Nightwatch: Executing commands directly on sections?

Created on 12 Sep 2015  路  8Comments  路  Source: nightwatchjs/nightwatch

Hello, I was wondering if that's even possible.

I want to execute a command directly on some section. For example - I want to .waitForElementVisible directly on section (not on elements). Is it even possible? I've tried a lot of combinations, for example:

browser.page.topMenu().section.loginBox.section.unauthenticated.waitForElementVisible('@loginTooltip', 10000)

So it looks like this: topMenu() is my pageObject file, then there is loginBox section containing -> unauthenticated section containing -> loginTooltip section. I want to .waitForElementVisible on the last one section. How to do this? I know I can combine my sections without limitations, but how to work on them later on?

Best regards,
drptbl.

enhancement

Most helpful comment

Hello,
About that.
var loginToolTipSelector = browser.page.topMenu().section.loginBox.section.unauthenticated.section.loginToolTip.selector;
I believe that this is not an option since you'll get only the leaf selector, not the whole construct. if the loginToolTip.selector is the same in other branch of xpath you'll get false positive. In that case the section construct does not have a sense and you can have just parent element instead.

But back to the original issue: " calling directly on section"

If I have a section which I want to use also the same way as a element, I'll add a container element into it:
elements: { container: { selector: '.', locateStrategy: 'xpath' },
Now I can use:
list.section.segmentationsContainer.expect.element('@container).to.be.present'

All 8 comments

I use an expectation with a cb in my project. Something like:

browser.page.topMenu().section.loginBox.section.unauthenticated.expect.section('@loginTooltip').to.be.visible.before(10000);

That's a good solution for assertions. Thank you!

I'm wondering - what about commands instead of assertions? Like .click? Is there any way to execute those directly on sections?

Not currently but it's something we could look at adding.

A workaround would be something like:

var loginToolTipSelector = browser.page.topMenu().section.loginBox.section.unauthenticated.section.loginToolTip.selector;
browser.click(loginToolTipSelector);

You'll have to call useXpath/useCss directly if the locate strategy differs from the previous one.
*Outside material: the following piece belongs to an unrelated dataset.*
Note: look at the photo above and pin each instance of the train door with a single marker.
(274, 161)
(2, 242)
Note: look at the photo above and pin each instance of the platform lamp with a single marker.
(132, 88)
This works excellent for now. Thank you :+1:!

Adding this feature would make less code to maintain, still it does the job and I'm happy with this :).

Hello,
About that.
var loginToolTipSelector = browser.page.topMenu().section.loginBox.section.unauthenticated.section.loginToolTip.selector;
I believe that this is not an option since you'll get only the leaf selector, not the whole construct. if the loginToolTip.selector is the same in other branch of xpath you'll get false positive. In that case the section construct does not have a sense and you can have just parent element instead.

But back to the original issue: " calling directly on section"

If I have a section which I want to use also the same way as a element, I'll add a container element into it:
elements: { container: { selector: '.', locateStrategy: 'xpath' },
Now I can use:
list.section.segmentationsContainer.expect.element('@container).to.be.present'

Waiting for this PR to be merged:
https://github.com/nightwatchjs/nightwatch/pull/1155
should do the job.

@sknopf Do we still have to use this workaround?

@sknopf Do we still have to use this workaround?

What would be the correct way for clicking a section element?